Une fusion des élites
Les rapports entre la bourgeoisie et l’aristocratie en Europe
Les relations entretenues par ces deux groupes sociaux diffèrent assez fortement selon les pays d’Europe. En France, la fusion a lieu très tôt, dès l’accession au pouvoir du roi Louis-Philippe (1830). En Grande-Bretagne, les aristocrates et les bourgeois coexistent mais ne fusionnent pas véritablement ; l’aristocratie y est numériquement faible (40 000 à 50 000 individus contre 4 millions de bourgeois) et la bourgeoisie, de plus en plus prospère, est sûre d’elle-même. En Allemagne, la noblesse est encore plus fermée qu’en France ou en Angleterre, rares sont les bourgeois qui l’intègrent. En Russie, il faut attendre la fin du XIXe siècle pour voir apparaître une bourgeoisie capitaliste, mais son ascension va se faire très rapidement ; les bourgeois russes adoptent certaines pratiques aristocratiques comme le rasage de la barbe ou la tradition des voyages en Europe. En Espagne, comme en Russie, la bourgeoisie émerge tardivement et prend modèle sur l’aristocratie en imitant notamment ses comportements rentiers.
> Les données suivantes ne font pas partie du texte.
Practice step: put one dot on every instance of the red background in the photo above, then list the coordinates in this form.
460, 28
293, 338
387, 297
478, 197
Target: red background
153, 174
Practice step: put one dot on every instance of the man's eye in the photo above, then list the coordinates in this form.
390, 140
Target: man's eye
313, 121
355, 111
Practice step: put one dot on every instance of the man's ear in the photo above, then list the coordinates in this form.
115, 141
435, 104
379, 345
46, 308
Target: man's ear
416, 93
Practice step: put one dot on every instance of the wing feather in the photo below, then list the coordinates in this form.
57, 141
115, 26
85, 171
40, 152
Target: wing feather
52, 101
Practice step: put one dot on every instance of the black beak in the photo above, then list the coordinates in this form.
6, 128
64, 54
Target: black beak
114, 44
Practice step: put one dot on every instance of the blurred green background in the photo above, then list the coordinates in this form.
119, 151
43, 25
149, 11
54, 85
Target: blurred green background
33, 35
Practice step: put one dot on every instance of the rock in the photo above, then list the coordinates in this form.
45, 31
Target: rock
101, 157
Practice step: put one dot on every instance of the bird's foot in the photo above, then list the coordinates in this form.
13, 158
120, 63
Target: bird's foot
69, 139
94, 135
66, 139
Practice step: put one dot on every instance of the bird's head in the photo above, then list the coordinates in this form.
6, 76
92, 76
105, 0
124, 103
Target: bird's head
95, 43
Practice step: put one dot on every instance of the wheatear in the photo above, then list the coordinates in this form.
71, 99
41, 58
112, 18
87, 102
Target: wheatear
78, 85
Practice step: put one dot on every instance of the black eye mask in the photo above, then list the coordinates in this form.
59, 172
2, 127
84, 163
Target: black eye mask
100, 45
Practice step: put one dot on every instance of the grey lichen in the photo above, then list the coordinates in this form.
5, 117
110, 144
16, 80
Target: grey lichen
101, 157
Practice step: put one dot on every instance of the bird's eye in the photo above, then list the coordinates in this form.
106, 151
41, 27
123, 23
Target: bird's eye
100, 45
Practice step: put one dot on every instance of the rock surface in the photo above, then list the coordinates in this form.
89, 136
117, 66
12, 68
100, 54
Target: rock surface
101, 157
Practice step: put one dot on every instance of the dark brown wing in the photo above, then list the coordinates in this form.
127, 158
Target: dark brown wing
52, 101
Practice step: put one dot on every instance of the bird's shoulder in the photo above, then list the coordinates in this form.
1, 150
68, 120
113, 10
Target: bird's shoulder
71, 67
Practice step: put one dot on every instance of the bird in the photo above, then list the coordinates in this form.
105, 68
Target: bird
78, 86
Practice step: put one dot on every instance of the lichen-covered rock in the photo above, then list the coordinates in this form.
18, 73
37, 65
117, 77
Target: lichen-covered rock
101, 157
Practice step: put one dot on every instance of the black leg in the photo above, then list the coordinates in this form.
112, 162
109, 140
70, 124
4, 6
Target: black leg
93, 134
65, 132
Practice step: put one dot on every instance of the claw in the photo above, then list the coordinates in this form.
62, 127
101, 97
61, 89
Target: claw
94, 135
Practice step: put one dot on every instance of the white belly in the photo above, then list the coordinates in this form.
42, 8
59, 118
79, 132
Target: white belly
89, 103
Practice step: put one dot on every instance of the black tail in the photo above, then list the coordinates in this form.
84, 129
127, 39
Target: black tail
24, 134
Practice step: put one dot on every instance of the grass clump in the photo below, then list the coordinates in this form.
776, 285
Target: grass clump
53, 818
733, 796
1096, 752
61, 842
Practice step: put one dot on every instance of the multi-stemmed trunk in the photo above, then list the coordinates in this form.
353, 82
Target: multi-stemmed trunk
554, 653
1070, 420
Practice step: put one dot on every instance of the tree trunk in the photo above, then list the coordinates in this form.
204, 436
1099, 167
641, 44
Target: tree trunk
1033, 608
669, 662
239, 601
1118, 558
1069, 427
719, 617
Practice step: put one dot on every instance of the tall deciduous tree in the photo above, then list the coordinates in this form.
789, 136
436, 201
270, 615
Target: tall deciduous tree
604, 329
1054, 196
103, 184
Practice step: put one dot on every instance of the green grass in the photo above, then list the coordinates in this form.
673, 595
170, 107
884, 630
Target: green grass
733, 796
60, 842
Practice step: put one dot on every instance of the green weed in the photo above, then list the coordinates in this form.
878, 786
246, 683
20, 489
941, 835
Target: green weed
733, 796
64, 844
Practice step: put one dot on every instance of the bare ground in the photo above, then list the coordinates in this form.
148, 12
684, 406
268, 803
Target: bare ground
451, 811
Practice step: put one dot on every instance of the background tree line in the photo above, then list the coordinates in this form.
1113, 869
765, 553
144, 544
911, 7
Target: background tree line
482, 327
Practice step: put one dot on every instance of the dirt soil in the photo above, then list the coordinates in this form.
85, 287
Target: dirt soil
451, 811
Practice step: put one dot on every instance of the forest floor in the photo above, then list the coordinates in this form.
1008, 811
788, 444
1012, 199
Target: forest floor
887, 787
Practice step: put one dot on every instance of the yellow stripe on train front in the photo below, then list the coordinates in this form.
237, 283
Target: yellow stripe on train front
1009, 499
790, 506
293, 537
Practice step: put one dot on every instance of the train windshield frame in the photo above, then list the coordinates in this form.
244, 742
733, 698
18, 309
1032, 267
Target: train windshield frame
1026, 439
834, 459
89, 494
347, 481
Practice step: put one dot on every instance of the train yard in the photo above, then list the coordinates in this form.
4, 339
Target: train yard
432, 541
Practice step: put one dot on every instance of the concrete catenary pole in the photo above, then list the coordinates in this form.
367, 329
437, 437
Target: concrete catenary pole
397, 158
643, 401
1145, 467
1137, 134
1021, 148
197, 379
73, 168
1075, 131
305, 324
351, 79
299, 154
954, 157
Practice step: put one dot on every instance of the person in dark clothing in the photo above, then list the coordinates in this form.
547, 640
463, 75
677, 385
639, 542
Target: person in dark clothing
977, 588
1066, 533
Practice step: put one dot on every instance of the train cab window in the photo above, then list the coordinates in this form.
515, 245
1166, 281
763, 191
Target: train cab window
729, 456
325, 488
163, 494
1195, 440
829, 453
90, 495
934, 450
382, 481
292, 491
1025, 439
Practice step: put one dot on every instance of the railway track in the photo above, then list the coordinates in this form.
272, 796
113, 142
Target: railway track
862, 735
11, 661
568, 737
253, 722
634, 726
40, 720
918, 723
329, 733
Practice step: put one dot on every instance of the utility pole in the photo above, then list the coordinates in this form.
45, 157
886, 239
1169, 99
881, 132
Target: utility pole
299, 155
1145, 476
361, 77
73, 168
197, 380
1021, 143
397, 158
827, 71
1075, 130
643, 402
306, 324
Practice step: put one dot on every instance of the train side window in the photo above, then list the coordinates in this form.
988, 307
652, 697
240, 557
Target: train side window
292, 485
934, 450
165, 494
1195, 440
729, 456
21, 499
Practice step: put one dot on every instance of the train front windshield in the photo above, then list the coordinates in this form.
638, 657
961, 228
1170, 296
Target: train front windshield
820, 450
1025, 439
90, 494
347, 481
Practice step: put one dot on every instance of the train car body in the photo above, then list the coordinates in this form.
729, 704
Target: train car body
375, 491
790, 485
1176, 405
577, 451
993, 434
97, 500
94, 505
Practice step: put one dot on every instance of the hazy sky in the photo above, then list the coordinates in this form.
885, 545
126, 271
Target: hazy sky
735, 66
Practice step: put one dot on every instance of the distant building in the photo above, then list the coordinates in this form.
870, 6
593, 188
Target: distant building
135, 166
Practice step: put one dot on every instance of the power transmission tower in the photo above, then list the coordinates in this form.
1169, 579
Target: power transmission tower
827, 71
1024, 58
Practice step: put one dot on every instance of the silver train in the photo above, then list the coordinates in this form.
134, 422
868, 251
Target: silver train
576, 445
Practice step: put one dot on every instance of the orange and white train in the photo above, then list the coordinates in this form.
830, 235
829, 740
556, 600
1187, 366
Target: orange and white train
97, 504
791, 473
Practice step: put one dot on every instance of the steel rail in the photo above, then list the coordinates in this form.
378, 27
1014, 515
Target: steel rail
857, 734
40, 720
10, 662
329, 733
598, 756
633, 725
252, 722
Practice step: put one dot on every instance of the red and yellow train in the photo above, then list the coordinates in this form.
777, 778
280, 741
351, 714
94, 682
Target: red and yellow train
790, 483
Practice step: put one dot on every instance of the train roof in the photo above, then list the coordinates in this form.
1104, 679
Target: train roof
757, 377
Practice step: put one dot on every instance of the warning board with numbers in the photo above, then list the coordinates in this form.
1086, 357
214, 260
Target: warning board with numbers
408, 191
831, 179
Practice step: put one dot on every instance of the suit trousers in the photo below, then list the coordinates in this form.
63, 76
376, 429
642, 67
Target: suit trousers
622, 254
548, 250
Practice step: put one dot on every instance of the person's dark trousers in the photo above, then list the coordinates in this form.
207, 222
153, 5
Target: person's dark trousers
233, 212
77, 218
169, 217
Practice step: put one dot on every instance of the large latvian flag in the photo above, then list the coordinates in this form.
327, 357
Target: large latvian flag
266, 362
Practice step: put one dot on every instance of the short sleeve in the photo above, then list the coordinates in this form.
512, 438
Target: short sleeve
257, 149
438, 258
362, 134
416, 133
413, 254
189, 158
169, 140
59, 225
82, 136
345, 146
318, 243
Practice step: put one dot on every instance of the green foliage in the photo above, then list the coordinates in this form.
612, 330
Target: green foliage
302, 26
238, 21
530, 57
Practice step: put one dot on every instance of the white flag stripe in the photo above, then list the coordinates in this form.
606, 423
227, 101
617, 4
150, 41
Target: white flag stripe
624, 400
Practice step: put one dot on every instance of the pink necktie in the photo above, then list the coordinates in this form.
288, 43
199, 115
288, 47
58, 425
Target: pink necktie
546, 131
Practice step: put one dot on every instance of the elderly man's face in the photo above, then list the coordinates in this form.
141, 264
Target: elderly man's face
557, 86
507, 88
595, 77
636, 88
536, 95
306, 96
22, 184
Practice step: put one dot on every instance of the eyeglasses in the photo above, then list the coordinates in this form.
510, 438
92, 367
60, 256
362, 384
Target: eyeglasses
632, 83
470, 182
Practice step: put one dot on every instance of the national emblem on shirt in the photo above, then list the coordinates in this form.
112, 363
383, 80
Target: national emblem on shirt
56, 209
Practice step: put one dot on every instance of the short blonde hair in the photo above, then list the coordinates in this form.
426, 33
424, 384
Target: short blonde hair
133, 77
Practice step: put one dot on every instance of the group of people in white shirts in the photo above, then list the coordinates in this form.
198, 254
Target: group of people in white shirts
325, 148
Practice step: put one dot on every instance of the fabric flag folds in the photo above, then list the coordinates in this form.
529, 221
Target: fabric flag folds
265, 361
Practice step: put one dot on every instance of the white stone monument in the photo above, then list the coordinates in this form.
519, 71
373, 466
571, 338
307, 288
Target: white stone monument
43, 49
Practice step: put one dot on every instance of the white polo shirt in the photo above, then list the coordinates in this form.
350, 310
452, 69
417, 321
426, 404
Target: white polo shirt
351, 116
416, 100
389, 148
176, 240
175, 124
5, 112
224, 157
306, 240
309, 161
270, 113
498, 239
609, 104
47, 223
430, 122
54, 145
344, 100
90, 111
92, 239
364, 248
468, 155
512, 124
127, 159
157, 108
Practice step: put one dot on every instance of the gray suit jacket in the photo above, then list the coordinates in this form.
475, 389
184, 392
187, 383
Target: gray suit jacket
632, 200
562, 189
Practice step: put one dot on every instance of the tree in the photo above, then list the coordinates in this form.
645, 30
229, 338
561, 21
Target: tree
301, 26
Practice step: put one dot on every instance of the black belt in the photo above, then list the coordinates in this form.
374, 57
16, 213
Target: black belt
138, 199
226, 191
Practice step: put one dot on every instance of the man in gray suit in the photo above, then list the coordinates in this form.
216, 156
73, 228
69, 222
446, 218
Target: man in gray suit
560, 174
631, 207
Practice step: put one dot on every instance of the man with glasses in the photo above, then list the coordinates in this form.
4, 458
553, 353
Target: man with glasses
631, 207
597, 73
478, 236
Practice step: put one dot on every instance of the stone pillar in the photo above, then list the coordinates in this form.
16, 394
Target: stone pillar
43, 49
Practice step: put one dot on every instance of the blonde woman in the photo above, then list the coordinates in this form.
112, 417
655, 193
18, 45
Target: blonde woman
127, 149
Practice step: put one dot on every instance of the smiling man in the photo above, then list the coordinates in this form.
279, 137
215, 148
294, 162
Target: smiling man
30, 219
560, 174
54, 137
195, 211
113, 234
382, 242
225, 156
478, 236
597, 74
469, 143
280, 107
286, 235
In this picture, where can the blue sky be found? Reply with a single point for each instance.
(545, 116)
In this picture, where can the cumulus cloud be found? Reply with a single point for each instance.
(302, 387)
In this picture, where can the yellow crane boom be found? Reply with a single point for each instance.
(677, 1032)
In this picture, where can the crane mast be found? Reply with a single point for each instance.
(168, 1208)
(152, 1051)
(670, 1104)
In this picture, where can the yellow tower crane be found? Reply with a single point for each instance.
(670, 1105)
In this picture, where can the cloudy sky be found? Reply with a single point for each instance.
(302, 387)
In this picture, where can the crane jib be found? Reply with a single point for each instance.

Une noblesse ouverte aux élites bourgeoises
La fusion de l’aristocratie et de la haute bourgeoisie se manifeste de diverses façons : imitation du mode de vie nobiliaire par les grands bourgeois, conversion d’une partie de l’aristocratie dans les activités nouvelles, mariages inter-classes, anoblissements. Les deux groupes envoient leurs enfants dans les mêmes universités prestigieuses (Oxford, Cambridge,…) ou dans les mêmes Ecoles dans le cas français (Polytechnique, Saint-Cyr,…). Le mariage entre aristocrates et bourgeois permet d’une part de renflouer les caisses parfois vides de l’aristocratie et d’autre part un gain en terme de prestige social pour la bourgeoisie. Parfois, certains bourgeois sont anoblis (environ 9000 anoblissements en Autriche entre 1880 et 1914, 246 individus anoblis en Angleterre entre 1886 et 1914). Le souverain dispose aussi d’une série de distinctions et de récompenses pour faire patienter une bourgeoisie en mal de reconnaissance. Le XIXe siècle voit donc une cohabitation (et non une lutte) de ces deux groupes sociaux puis leur fusion progressive. L’aristocratie n’est pas reléguée dans une position subalterne par rapport à la bourgeoisie mais garde des positions fortes dans un certain nombre d’Etats européens jusqu’en 1914.
Bibliographie :
Anceau, Eric. Introduction au XIXème siècle. Tome 1 : 1815 à 1870. Belin, 2003.
Anceau, Eric. Introduction au XIXème siècle. Tome 2 : 1870 à 1914. Belin, 2005.
Charle, Christophe. Histoire sociale de la France au XIXe siècle. Seuil, 1991.